For those on the outside looking in, it means mom and/or dad is fighting a war in Iraq or Afghanistan. It means having to live without their soldier for six, nine, 12, maybe even 15 months. It means not having their soldier home for holidays and birthdays. It means constantly moving. It means facing numerous challenges on a regular basis.
To the civilian world, this is often what is thought of in regards to military children. I do not know about you, but to me, this is not what being a military child is about. Yes, much of this is true, but it is not the essence of our children.
So, let me ask the question again. What does it mean to be a military child? It means the chance to live in foreign countries and several different states. It means the opportunity to visit places others only read about in books or see on television. It means understanding at a very young age that there is a whole world out there beyond your street, school and city. It means having “best friends” all over the world.
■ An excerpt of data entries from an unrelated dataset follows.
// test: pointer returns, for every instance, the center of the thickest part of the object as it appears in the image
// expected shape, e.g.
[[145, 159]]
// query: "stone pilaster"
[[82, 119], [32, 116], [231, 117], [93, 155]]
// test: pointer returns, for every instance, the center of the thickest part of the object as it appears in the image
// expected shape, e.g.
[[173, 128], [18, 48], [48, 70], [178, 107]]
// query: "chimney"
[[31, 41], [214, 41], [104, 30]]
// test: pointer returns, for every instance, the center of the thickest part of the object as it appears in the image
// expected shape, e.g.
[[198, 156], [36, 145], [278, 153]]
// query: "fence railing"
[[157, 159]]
It means having brothers and sisters born in different states, maybe even different countries than you. It means having a bond with your family that is stronger than many; after all, they are with you no matter where the Army sends you. It means swelling up with pride when you hear the National Anthem. Above all else, it means the ability to say, “My mom and/or dad is a United States soldier!”
If you ask five children what it means to be a military child, you will likely get five very different answers. Being a military child is challenging, exciting, rewarding and unique. They are a special group who begin to make sacrifices at an age so young they do not even know what the word sacrifice means. Children growing up on or near a base with a soldier for a parent rarely realize the extraordinary lives they lead.
Being a military child may indeed be one of the toughest jobs in the Army. These kids are definitely worth celebrating this month, and all year long.